The Mast-Head: When Stories Take Off
It would be great publicity for all involved, if anyone reads it. That was part of my thinking this week on a story about a portrait of Jacqueline Kennedy Onassis whose ownership is disputed in a federal lawsuit.
One of the indisputable truths about media in these times is that readership is fractured into innumerable discrete groups. Television news, which once was confined to the big national networks and their local affiliates, matters far less than it once did. Newspapers’ monopolies on the public’s attention ended with the rise of radio. On the internet, social media spoon up news your friends “like” and little else.
The Jackie O painting story was first reported by The New York Post and Daily News on Saturday. Other news outlets picked it up, and by Monday it was everywhere, or so it seemed. The story, I assumed, was interesting enough that, at least locally, it would cross over into general consciousness.
In short, the suit alleges that a small painting of the future first lady was stolen from the Beale house, otherwise known as Grey Gardens, in the 1960s or early ’70s. What is not disputed is that Terry Wallace, who runs a gallery in East Hampton Village, bought the painting from an unnamed antiques dealer in about 1988.

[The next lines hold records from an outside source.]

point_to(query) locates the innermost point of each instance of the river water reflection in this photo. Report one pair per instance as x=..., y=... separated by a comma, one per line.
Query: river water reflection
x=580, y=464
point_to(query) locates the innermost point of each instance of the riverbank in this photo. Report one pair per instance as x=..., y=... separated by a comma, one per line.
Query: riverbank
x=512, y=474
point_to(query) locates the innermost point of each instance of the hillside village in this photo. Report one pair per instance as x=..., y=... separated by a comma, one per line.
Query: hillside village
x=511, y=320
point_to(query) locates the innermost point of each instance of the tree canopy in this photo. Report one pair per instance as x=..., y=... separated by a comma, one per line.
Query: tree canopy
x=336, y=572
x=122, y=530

A Beale nephew, who lives in California and who has not been shy about trying to cash in on the family name with a line of fashion accessories, wants the painting for himself and has sued in federal court seeking its handover.

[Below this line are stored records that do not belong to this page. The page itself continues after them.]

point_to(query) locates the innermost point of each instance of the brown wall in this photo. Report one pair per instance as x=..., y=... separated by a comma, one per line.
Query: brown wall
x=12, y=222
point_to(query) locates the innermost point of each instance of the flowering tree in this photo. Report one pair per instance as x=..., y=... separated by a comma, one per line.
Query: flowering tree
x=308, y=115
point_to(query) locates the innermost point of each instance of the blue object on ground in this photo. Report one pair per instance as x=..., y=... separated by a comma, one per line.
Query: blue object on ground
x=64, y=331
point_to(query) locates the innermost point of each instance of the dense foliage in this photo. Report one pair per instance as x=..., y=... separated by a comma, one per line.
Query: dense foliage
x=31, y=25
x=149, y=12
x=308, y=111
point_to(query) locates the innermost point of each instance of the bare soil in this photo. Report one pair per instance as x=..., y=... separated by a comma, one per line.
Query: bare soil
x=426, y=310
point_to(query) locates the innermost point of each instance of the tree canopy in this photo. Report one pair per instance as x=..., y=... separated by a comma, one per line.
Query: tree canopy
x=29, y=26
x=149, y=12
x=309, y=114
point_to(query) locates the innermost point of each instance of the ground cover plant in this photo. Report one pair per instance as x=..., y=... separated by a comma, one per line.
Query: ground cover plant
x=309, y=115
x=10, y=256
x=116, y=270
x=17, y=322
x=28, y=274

That the suit is with the feds is notable in and of itself. T.E. McMorrow, the reporter who wrote our story, pointed out that there is a $75,000 threshold to bring a property claim before a federal judge. The nephew’s lawyer says the painting is worth at least that much. T.E., or Tom, as we call him, is skeptical; none of the portraitist’s works has gone for more than $850, he said.

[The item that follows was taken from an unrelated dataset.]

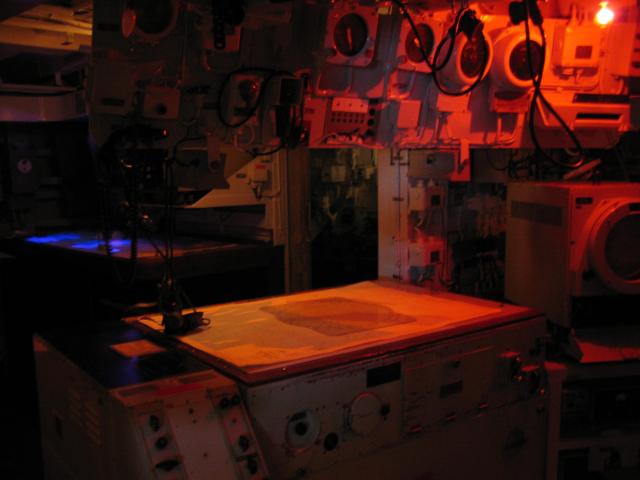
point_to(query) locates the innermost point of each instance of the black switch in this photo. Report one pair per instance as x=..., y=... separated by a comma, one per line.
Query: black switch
x=162, y=443
x=154, y=423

But federal court is federal court, and it makes for better headlines and a greater likelihood that, as happened, multiple news outlets pick up a story. Still, at my usual Java Nation stop on Tuesday morning, none of the news-junkie regulars had heard of it. Even Andrew, who runs the place and knows everything, was in the dark.
So the question was what The Star should do. Should we wait for it to appear in print before putting it on our website or just go for it? We put it up, pushing the story out over Facebook and Twitter simultaneously. Interest was steady, if modest. A small item we had posted a few days earlier about the New York City restaurant chain Il Mulino held an insurmountable lead, followed closely by our coverage of a seal pup found scooting along a road in Amagansett in January. Everybody had heard about that.
As to the publicity value of the Jackie O painting, the nephew wins either way, by seeing his name go cross-platform from New York to London’s Daily Mail. And Mr. Wallace, who says the portrait is his legally and not for sale anyway, does too.